I am very fortunate to have a new friend in my life, Nina Motta’s brother, David.
They were raised in a musical family and David Einhorn has established himself as a leading bassist. Although he lived in Martinique for the past several years, he has recently returned to South Florida to resume his jazz career here as well as continue his other vocation as a journalist.
David has played with some of the great musicians of our time, and was bassist with jazz pianist Dick Morgan for some 20 years, with several CD recordings. He’s also played with Anita O’Day, Kai Winding, Nat Adderly, Woody Herman, among others.
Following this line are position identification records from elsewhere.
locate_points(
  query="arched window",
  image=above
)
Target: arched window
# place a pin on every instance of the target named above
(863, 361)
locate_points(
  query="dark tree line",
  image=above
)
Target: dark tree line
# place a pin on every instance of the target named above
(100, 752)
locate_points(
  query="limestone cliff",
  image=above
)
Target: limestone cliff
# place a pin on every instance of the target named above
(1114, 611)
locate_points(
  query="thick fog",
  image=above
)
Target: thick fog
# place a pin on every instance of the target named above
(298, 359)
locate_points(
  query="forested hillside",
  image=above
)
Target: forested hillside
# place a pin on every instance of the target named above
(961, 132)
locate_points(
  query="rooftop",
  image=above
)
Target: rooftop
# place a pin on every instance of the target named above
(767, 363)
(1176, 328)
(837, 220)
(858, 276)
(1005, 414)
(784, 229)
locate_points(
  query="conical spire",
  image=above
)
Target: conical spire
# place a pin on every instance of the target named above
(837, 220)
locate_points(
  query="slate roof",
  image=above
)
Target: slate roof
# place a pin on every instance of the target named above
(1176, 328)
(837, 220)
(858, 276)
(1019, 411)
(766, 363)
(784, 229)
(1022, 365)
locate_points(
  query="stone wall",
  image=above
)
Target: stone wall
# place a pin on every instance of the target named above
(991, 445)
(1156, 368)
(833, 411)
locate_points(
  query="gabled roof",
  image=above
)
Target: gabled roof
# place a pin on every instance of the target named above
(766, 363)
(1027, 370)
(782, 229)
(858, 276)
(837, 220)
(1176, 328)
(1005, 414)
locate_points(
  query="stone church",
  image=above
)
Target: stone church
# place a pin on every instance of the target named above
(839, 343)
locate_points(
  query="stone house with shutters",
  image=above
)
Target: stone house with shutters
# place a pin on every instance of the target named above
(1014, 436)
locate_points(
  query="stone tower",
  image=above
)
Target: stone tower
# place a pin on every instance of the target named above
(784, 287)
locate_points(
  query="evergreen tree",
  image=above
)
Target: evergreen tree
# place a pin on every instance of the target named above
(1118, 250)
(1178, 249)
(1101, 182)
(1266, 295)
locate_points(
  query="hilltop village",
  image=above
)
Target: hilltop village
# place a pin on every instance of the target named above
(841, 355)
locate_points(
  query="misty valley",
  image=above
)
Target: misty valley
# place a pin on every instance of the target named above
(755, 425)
While in the Caribbean he recorded and toured with jazz pianist Reginald Policard.
Knowing that I play the piano he suggested we get together once a week and play some standards as well jazz classics. I am not a jazz musician, so I wondered why he would want to invest the effort, but as he explained it was all part of getting back in the grove, particularly with songs from The Great American Songbook, which given a lead sheet, I can play almost anything written. Meanwhile I dabble still at jazz compositions, particularly ones by Bill Evans, a great enigma to me as a pianist, beautiful melodies with harmonic and dissonance challenges.
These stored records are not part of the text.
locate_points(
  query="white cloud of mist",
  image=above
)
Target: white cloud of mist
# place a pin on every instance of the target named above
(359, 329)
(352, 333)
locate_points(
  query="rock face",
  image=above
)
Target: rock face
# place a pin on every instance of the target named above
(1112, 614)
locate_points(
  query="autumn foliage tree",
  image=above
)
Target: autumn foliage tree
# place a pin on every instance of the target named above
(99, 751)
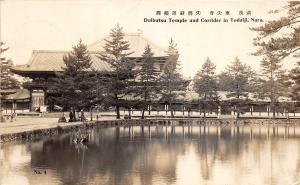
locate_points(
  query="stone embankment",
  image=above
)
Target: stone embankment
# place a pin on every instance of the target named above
(79, 126)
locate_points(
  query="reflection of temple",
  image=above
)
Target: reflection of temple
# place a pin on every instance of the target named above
(44, 63)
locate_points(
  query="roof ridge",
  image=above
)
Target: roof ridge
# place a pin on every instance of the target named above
(152, 43)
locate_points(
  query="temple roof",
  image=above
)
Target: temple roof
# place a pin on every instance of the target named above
(51, 60)
(20, 94)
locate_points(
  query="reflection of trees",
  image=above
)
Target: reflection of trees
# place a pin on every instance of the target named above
(111, 153)
(123, 156)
After soloing all my life, other than accompanying a singer at one time, playing with a bassist has issues for me. Suddenly, timing becomes paramount. Alone, I’ll add or delete beats here and there, where I “feel” the music. It’s difficult for anyone trying to accompany a musical maverick. So David as been a taskmaster as well and I look forward to our usual Tuesday sessions as learning moments. But that will soon end for the summer when we depart for our boat in Connecticut, but hopefully our sessions will resume in the fall.
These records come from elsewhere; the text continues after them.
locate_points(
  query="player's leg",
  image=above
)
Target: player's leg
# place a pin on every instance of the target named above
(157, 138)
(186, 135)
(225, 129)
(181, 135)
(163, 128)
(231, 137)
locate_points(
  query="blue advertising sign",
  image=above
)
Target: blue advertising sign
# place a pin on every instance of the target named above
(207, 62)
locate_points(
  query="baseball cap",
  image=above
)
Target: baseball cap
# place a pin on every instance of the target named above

As David eases back into the South Florida jazz scene, I asked him to keep us apprised of any local gigs he might have and he told me that he would be performing (this past Sunday) at the Jupiter Jazz Society’s 2nd anniversary Sunday Jazz Jam session at the Double Roads Tavern in Jupiter. Little did we know about this Society and the fabulous stage at the Double Roads (and great Tavern food too). This jam session is every Sunday from 5 – 9 and anyone with serious talent can sit in, but as a special occasion, they started off with a professional jazz gig, Jérôme-Degey on guitar, John D. Beers III on trumpet, David Einhorn on bass, Goetz Kujack on drums and Rick Moore on keys (Cherie and Rick Moore are co-founders of the Jupiter Jazz Society). David even inveigled Rick’s group to play a Bill Evans piece in our honor, an embarrassing pleasure. For an hour this group improvised some of the great jazz classics. Where have we been Ann and I wondered? We’ll now be at the Double Roads on Sunday nights when we can.
Once their set was over, and “Dr. Bob” an ophthalmologist had sat in at the keyboards, it was time to hand over the event to the "Jupiter Jazz Youth Ensemble." If this is the future of jazz it is in good hands. These kids were fabulous.
As the photograph attests, David goes into another world when he plays. He’s as intense as I’ve ever seen a bassist and we asked David during the break, just exactly what he is experiencing at those moments. He replied that the music must come through you, almost from another place. He’s found that sacred piece of real estate.
We’ll be back and anyone in the area reading this blog who loves jazz is encouraged to do so as well. Maybe next year I’ll pick out a lead sheet and try to do something myself with the group. Although an electronic keyboard is not my thing, and playing with a group would test my skills, one never knows!